With Maps, users enter the address for Point A, and for Point B, and instantly receive customized directions to navigate to the desired destination.

With this example alone, it is easy to see how dynamic the web has become since the days of static internet pages. Instead of only being able to absorb information, the internet has evolved to become interactive.

The Trouble with Web2

While Web2 has been amazing, users have begun to realize that data collected in this online world are centralizing into a handful of groups. The internet – once viewed as an online space owned by no one, has become a space where data and information reigns supreme, and where the owners of that information have control.

Many readers are aware that free services are not actually free – and that the expression “If you’re not paying for it, you’re not the customer, you’re the product” is true. Web2 giants like Google and Meta, among others, are among the prized few which own humanity’s data. Along with that data is our routines which they own – imagine a world where you cannot use Google or sign onto Facebook or its related products (WhatsApp, Instagram). It is almost unimaginable the disruption it would have on almost everyone’s life.

To be fair, companies are in business to make money. These companies are competing with others for page views and clicks. To optimize those, companies need to create the best experience for its customers, and that experience is built through acquiring a person’s data.

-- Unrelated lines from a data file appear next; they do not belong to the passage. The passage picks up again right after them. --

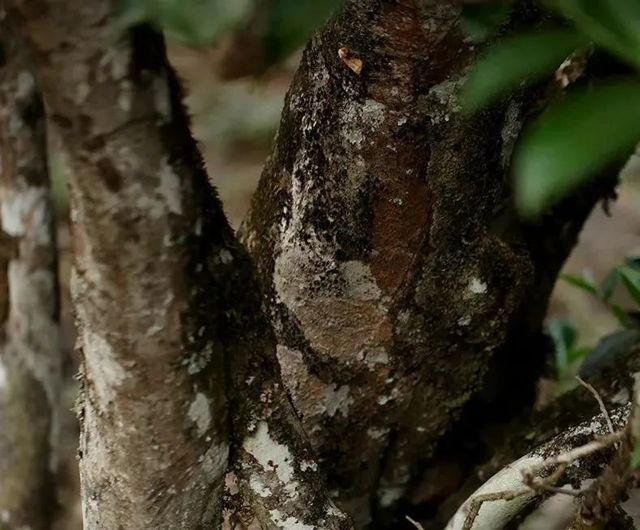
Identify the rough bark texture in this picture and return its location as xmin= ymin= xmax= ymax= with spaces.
xmin=6 ymin=0 xmax=229 ymax=530
xmin=7 ymin=1 xmax=351 ymax=530
xmin=241 ymin=0 xmax=602 ymax=525
xmin=0 ymin=39 xmax=62 ymax=530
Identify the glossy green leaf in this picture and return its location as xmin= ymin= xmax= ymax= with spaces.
xmin=514 ymin=81 xmax=640 ymax=216
xmin=462 ymin=30 xmax=586 ymax=111
xmin=560 ymin=274 xmax=598 ymax=296
xmin=567 ymin=346 xmax=593 ymax=364
xmin=462 ymin=1 xmax=511 ymax=41
xmin=631 ymin=440 xmax=640 ymax=469
xmin=618 ymin=265 xmax=640 ymax=306
xmin=556 ymin=0 xmax=640 ymax=66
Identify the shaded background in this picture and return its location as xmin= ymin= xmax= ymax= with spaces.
xmin=51 ymin=34 xmax=640 ymax=530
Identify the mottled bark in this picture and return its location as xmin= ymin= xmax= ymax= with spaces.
xmin=0 ymin=41 xmax=62 ymax=530
xmin=7 ymin=0 xmax=351 ymax=530
xmin=241 ymin=0 xmax=602 ymax=525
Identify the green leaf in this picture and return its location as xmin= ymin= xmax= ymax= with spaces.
xmin=624 ymin=256 xmax=640 ymax=270
xmin=462 ymin=1 xmax=511 ymax=41
xmin=618 ymin=265 xmax=640 ymax=306
xmin=514 ymin=81 xmax=640 ymax=216
xmin=608 ymin=303 xmax=634 ymax=329
xmin=631 ymin=440 xmax=640 ymax=469
xmin=567 ymin=346 xmax=593 ymax=364
xmin=560 ymin=274 xmax=598 ymax=296
xmin=462 ymin=30 xmax=586 ymax=111
xmin=556 ymin=0 xmax=640 ymax=66
xmin=600 ymin=269 xmax=620 ymax=302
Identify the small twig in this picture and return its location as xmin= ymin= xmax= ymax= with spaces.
xmin=462 ymin=432 xmax=623 ymax=530
xmin=525 ymin=432 xmax=624 ymax=475
xmin=576 ymin=375 xmax=616 ymax=434
xmin=405 ymin=515 xmax=424 ymax=530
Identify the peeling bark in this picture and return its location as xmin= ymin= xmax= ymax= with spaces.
xmin=6 ymin=0 xmax=351 ymax=530
xmin=6 ymin=0 xmax=229 ymax=530
xmin=241 ymin=0 xmax=601 ymax=526
xmin=0 ymin=41 xmax=62 ymax=530
xmin=446 ymin=406 xmax=630 ymax=530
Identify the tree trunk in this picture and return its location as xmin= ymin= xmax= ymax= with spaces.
xmin=241 ymin=0 xmax=602 ymax=526
xmin=0 ymin=38 xmax=62 ymax=530
xmin=5 ymin=0 xmax=351 ymax=530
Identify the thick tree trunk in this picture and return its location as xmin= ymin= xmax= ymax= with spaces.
xmin=6 ymin=0 xmax=351 ymax=530
xmin=6 ymin=1 xmax=229 ymax=530
xmin=0 ymin=40 xmax=62 ymax=530
xmin=241 ymin=0 xmax=602 ymax=525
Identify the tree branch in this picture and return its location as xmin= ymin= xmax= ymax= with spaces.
xmin=5 ymin=0 xmax=351 ymax=530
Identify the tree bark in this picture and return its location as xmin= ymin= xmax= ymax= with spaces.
xmin=6 ymin=0 xmax=351 ymax=530
xmin=241 ymin=0 xmax=609 ymax=526
xmin=5 ymin=0 xmax=229 ymax=530
xmin=0 ymin=39 xmax=62 ymax=530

Because of this, tech goliaths have been gathering data of all types, analyzing it, and then leveraging it to provide an experience tailored toward an individual’s preferences. The results are obvious – compare the accounts of two individuals across their social media, content streaming, and other news-oriented platforms, and you will quickly see that none of them are “the same.” Each platform has optimized what is being displayed towards the known preferences of the user which it is serving.

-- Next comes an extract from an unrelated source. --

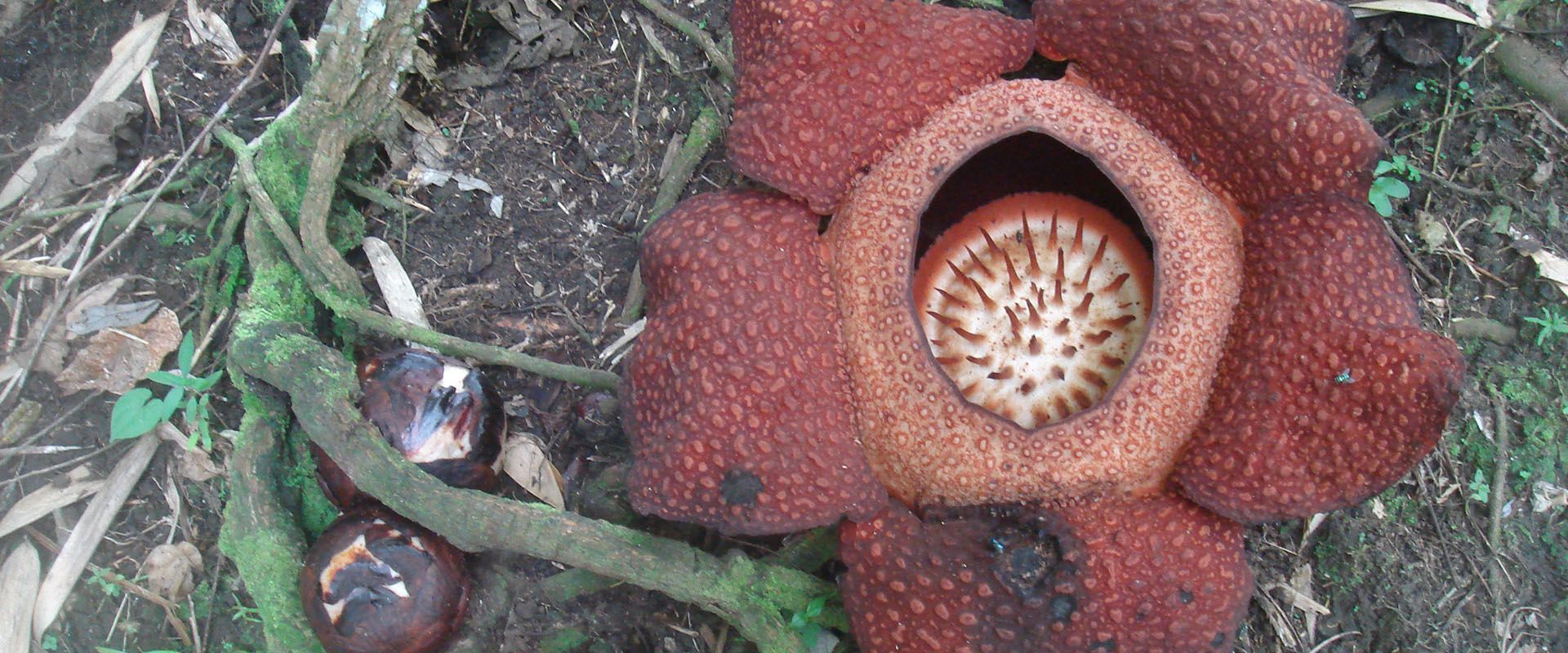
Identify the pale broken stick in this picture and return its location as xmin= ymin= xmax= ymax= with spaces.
xmin=33 ymin=423 xmax=167 ymax=633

As individuals increasingly enjoy their tailored experience, the company earns more money as the user regularly returns to replicate prior experiences. Eventually, the company packages up its data and makes even more money by selling it to third parties, who are after the same information for their own uses. This cycle repeats over and over again – preventing users from having any real control over their data. Herein lies the issue.

Should the internet continue like this, power will only increase in the hands of the few, and concentrate even further.

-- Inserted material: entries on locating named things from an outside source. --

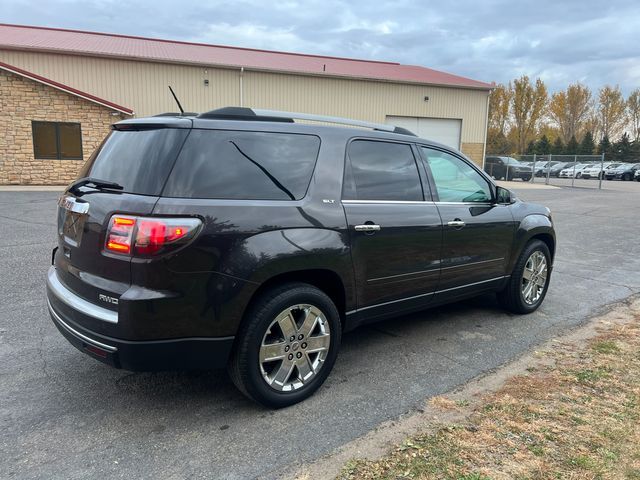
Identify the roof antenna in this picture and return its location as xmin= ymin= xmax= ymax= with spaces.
xmin=169 ymin=85 xmax=184 ymax=115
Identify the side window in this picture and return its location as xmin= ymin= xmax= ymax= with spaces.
xmin=343 ymin=140 xmax=424 ymax=201
xmin=422 ymin=147 xmax=491 ymax=202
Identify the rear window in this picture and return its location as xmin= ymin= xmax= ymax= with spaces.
xmin=79 ymin=128 xmax=189 ymax=195
xmin=163 ymin=130 xmax=320 ymax=200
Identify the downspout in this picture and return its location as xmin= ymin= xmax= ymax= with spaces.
xmin=482 ymin=90 xmax=491 ymax=171
xmin=240 ymin=67 xmax=244 ymax=107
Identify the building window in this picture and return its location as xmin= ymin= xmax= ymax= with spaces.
xmin=31 ymin=122 xmax=82 ymax=160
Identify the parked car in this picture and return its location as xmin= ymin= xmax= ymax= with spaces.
xmin=605 ymin=163 xmax=640 ymax=180
xmin=581 ymin=162 xmax=620 ymax=179
xmin=549 ymin=162 xmax=578 ymax=177
xmin=535 ymin=161 xmax=560 ymax=177
xmin=484 ymin=157 xmax=533 ymax=182
xmin=47 ymin=108 xmax=556 ymax=407
xmin=558 ymin=163 xmax=593 ymax=178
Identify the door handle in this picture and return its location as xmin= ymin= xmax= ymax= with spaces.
xmin=354 ymin=223 xmax=380 ymax=232
xmin=447 ymin=218 xmax=466 ymax=228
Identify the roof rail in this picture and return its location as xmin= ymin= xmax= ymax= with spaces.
xmin=153 ymin=112 xmax=198 ymax=117
xmin=199 ymin=107 xmax=416 ymax=137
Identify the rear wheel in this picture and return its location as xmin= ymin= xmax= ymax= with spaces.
xmin=498 ymin=240 xmax=551 ymax=313
xmin=229 ymin=283 xmax=342 ymax=408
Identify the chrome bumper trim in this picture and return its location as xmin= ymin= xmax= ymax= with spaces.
xmin=47 ymin=298 xmax=118 ymax=352
xmin=47 ymin=266 xmax=118 ymax=323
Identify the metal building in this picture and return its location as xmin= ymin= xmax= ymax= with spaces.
xmin=0 ymin=24 xmax=492 ymax=184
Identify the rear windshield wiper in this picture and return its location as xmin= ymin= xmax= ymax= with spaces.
xmin=68 ymin=177 xmax=124 ymax=195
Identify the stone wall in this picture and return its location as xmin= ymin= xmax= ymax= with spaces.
xmin=462 ymin=143 xmax=484 ymax=167
xmin=0 ymin=70 xmax=121 ymax=185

Web3 – No One Owns Anything, We All Own Our Own Thing

Web3 is also often referred to as the “Decentralized Web.” In Web3, data will be interconnected in a decentralized way. These connections are made possible through decentralized protocols, which are the foundations of blockchain and crypto.

In Web2 world, the central authority can often be viewed as the law – determining the validity of transactions, what can and cannot be done on a platform, and more. Did you ever want to send money to someone else but the bank was closed? The bank is the “law” – and you rely on it to do what you need.

In Web3 world, there is no central authority, and computerized code is the law. Want to transfer money to someone else? The network simply makes the determination of whether you have the funds to send, and ultimately approves a transfer of funds once the checks have been passed.

To the average internet user, things will likely continue to look the same. Apps will continue to work as they always have. However, behind the screens, the backend will look vastly different. Principally, no more centralized servers managed by the likes of Google, Meta, Twitter, and more.

If it’s not clear by now, Web3 is “built by people, for the people.” Its lack of centralization means that online control shifts to each individual, and that the data and privacy that goes along with it, can finally stay under the control of every person who experiences the Web3 economy. This, along with other factors, will unlock entirely new possibilities, level the playing field for everyone globally, and create a new form of value which is not even imaginable (or possible) on the internet today.